IE 8 Security
Thursday, July 3rd, 2008There are some interesting posts coming out of the IE 8 team on security and I think it is heartening that the two major browser manufacturers are viewing security as a competitive feature (now if only Safari would…). The big news seems to be the default XSS filter to protect against reflective XSS. You are still screwed with persistant XSS but at least we are making ground. There has been some noise that MS is just aping features from NoScript, for which I say, GREAT! One browser shouldn’t be bared from a great security feature just because someone else thought of the protection earlier, and this has the benefit of being installed by default (if what happened in one browser was blocked from other browsers the whole XHR wouldn’t exist; that was an MS innovation after all, even if it wasn’t native).
The blog posting has several folks that are worried about false positives, but I think they either don’t understand how reflective XSS works, or they are concerned that their insecure webpage will be broken. The filter seems pretty simple; if content in a request is echoed unsafely in the response it is flagged. Just because some webpages echo intended content that way does not mean that they shouldn’t be flagged. I think the “false positives” might actually be a selling point as it will point out to web developers where they have been remiss.

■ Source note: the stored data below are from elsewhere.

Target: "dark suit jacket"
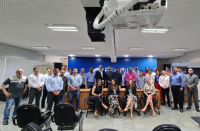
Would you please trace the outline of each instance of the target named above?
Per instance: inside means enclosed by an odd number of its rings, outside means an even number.
[[[94,78],[96,79],[96,81],[97,81],[98,79],[104,80],[104,84],[105,84],[105,81],[107,80],[106,72],[103,71],[103,78],[102,78],[102,77],[101,77],[100,71],[97,71],[96,74],[95,74],[95,76],[94,76]]]
[[[133,88],[132,88],[132,94],[134,95],[134,96],[136,96],[136,94],[137,94],[137,91],[136,91],[136,86],[134,85],[133,86]],[[126,86],[126,95],[129,95],[129,89],[130,89],[130,87],[129,86]]]
[[[122,84],[122,75],[121,75],[120,73],[114,72],[114,73],[112,74],[112,79],[115,79],[116,84],[117,84],[118,86],[121,86],[121,84]]]

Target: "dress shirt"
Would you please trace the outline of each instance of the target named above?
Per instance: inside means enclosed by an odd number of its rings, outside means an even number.
[[[83,73],[83,74],[79,73],[79,75],[82,78],[82,82],[85,83],[85,76],[86,76],[86,74],[85,73]]]
[[[151,86],[149,86],[148,84],[145,84],[143,92],[145,95],[148,95],[148,94],[154,95],[156,92],[154,84],[151,84]]]
[[[146,84],[146,78],[144,76],[136,77],[136,87],[143,89],[144,85]]]
[[[149,74],[148,72],[143,72],[143,76],[146,76],[147,74]]]
[[[88,82],[95,82],[95,72],[91,73],[91,72],[88,72],[85,76],[85,85],[87,85]]]
[[[48,73],[44,75],[44,85],[46,85],[47,79],[52,77],[52,76],[53,76],[53,74],[49,75]]]
[[[160,76],[160,78],[159,78],[159,85],[161,86],[161,87],[169,87],[169,76],[168,75],[166,75],[166,76]]]
[[[108,81],[111,81],[111,79],[112,79],[112,71],[106,71],[106,75],[107,75],[107,77],[108,77]]]
[[[60,76],[52,76],[47,79],[46,88],[48,92],[63,90],[63,80]]]
[[[100,72],[100,74],[101,74],[101,77],[103,78],[103,71],[99,71]]]
[[[183,77],[183,80],[184,80],[184,77],[185,77],[185,74],[183,72],[180,73]],[[185,83],[185,82],[184,82]]]
[[[152,84],[155,82],[155,77],[154,77],[153,74],[146,74],[145,77],[146,77],[146,78],[149,78]]]
[[[140,76],[140,71],[139,70],[137,70],[137,72],[136,72],[136,70],[134,70],[133,72],[135,73],[136,77]]]
[[[176,72],[175,74],[170,74],[169,84],[184,87],[184,79],[181,73]]]
[[[152,75],[155,77],[156,76],[156,72],[152,72]]]
[[[159,83],[160,76],[155,76],[155,83]]]
[[[122,75],[122,84],[121,86],[125,86],[126,85],[126,81],[125,81],[125,73],[121,74]]]
[[[125,74],[125,80],[126,80],[126,85],[128,85],[127,81],[129,81],[129,80],[133,80],[133,82],[134,82],[136,80],[135,73],[134,72],[131,72],[131,73],[126,72],[126,74]],[[135,84],[133,83],[133,85],[135,85]]]
[[[67,79],[69,79],[69,77],[70,77],[70,74],[69,74],[69,72],[68,72],[68,71],[65,71],[65,74],[64,74],[64,76],[65,76],[65,77],[67,77]]]
[[[118,86],[121,86],[121,84],[122,84],[122,75],[119,72],[118,73],[114,72],[112,74],[112,79],[115,79],[116,84]]]
[[[82,78],[79,74],[77,74],[76,76],[73,74],[69,77],[68,79],[68,86],[72,86],[72,87],[77,87],[77,86],[81,86],[82,84]],[[70,90],[72,91],[72,89],[70,88]],[[77,90],[80,90],[80,88],[77,88]]]
[[[44,85],[44,75],[38,74],[37,76],[35,74],[31,74],[28,77],[28,86],[32,88],[36,88],[37,86],[43,86]]]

Just as interesting is the smörgåsbord of security controls discussed in the follow up post. I’m sure MS will probably catch flack for deviating from the standard, but my hope is that the functionality becomes the standard. Good client side input validation functions (toStaticHTML) are a great idea, as are many of the other features (I wonder how secure anyone can make mashups though; they are a fundamentally horrid idea from a security perspective).
Anyway, let the race to a more secure browser commence. Competition is good for everyone.